Last week, Timothy Massad, the Treasury’s assistant secretary for financial stability, penned a blog outlining how they would be phasing out the Troubled Asset Relief Program and getting rid of all of those pesky investments in community banks that likely will never be paid back.
The U.S. government’s investment in these community banks is in stark contrast to its quite profitable investment in big banks during the height of the financial crisis. Large banks have paid back the money with interest. Small banks, on the other hand, have paid back only $8.5 billion of the $15 billion they’ve been loaned.
While Massad went to great pains to point out the number (read: not many) of community banks that will pay back their loans, I wonder why he chose something as informal as a blog to tell the world that a “majority of the remaining banks” will not be repaying TARP in “the foreseeable future.”
In the blog, the Treasury discussed its strategy for existing its remaining TARP investments — not the usual banter it uses for its blogs, which usually stick to lighter matters, or at least matters that have already been announced in a more formal way.

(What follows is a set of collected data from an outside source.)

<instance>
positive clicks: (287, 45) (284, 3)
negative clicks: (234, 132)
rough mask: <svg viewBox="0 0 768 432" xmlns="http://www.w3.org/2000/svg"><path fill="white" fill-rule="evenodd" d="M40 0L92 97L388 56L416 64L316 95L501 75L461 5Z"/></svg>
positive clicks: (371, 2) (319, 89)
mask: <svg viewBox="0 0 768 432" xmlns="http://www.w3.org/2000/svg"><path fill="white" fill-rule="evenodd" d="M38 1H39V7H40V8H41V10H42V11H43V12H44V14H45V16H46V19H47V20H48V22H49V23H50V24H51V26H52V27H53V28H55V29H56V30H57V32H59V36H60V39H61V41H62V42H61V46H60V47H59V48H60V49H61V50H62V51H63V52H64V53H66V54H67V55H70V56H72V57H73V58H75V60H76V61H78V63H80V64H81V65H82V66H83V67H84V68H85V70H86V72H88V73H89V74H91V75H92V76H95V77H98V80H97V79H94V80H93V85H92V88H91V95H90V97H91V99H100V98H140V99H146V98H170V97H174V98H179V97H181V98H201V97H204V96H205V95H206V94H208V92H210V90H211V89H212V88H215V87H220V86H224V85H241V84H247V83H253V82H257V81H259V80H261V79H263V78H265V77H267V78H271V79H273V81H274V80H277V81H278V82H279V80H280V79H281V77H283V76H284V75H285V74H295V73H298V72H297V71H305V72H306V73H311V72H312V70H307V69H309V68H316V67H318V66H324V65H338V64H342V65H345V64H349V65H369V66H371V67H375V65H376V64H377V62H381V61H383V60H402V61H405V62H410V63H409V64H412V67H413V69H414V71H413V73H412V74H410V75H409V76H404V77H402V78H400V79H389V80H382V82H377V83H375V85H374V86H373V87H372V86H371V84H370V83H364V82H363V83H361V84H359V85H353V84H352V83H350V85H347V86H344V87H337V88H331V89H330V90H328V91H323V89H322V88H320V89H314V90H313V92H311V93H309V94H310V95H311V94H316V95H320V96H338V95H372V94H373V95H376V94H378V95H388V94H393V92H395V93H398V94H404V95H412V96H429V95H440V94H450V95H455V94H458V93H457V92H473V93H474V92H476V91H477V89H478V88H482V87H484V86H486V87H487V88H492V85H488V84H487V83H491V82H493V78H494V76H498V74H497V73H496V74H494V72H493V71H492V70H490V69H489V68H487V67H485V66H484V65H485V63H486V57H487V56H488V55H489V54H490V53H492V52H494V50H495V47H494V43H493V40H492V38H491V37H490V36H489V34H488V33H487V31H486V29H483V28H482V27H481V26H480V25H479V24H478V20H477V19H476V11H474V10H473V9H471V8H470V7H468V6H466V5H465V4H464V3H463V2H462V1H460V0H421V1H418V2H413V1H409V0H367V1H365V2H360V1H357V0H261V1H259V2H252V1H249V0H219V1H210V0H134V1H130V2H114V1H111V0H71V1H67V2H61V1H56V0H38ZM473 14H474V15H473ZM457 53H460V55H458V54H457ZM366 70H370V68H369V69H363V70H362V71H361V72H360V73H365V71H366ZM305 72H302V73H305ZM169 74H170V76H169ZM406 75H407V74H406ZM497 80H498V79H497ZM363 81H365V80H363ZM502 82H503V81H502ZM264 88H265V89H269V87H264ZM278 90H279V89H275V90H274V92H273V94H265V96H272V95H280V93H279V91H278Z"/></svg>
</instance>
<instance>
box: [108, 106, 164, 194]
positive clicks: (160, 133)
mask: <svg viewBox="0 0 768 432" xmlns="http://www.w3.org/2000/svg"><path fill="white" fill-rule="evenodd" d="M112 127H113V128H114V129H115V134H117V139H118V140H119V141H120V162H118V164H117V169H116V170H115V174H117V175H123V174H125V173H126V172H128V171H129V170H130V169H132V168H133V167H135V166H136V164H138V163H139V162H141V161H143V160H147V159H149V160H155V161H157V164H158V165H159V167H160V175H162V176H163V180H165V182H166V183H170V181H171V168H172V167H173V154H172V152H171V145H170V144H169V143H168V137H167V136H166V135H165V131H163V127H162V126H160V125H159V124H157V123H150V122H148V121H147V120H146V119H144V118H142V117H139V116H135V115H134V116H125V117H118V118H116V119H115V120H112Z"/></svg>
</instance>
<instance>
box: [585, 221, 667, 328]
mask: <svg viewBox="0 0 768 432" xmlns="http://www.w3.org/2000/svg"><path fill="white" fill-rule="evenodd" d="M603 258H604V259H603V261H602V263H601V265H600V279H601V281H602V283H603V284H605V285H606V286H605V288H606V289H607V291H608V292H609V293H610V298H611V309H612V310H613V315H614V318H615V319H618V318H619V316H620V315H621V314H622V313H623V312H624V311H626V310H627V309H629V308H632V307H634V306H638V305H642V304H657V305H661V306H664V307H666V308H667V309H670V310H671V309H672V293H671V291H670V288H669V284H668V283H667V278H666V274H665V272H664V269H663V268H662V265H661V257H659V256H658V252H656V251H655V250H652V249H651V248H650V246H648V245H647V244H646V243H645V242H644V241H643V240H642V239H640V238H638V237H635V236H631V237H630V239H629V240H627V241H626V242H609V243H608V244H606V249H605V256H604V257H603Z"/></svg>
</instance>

This announcement was the exception. There has no been official press release on the strategy, nor has there been any official mention of it anywhere other than the blog.
If this was an attempt to circumvent widespread media coverage, the effort failed. American Banker, Financial Times, The New York Times and The Wall Street Journal quickly picked up the scent.
This announcement backs up much of the criticism of TARP so far. Namely, that investing this much capital in community banks was not the best business decision, and that Treasury didn’t focus enough on the banks stuck in TARP.
Matthew Anderson, spokesperson for the Office of Financial Stability, which oversees TARP, wouldn’t comment on why the blog was chosen as the means for announcing the plan other than to say it was an “effective means of outlining out strategy of detailing the process of winding down TARP.”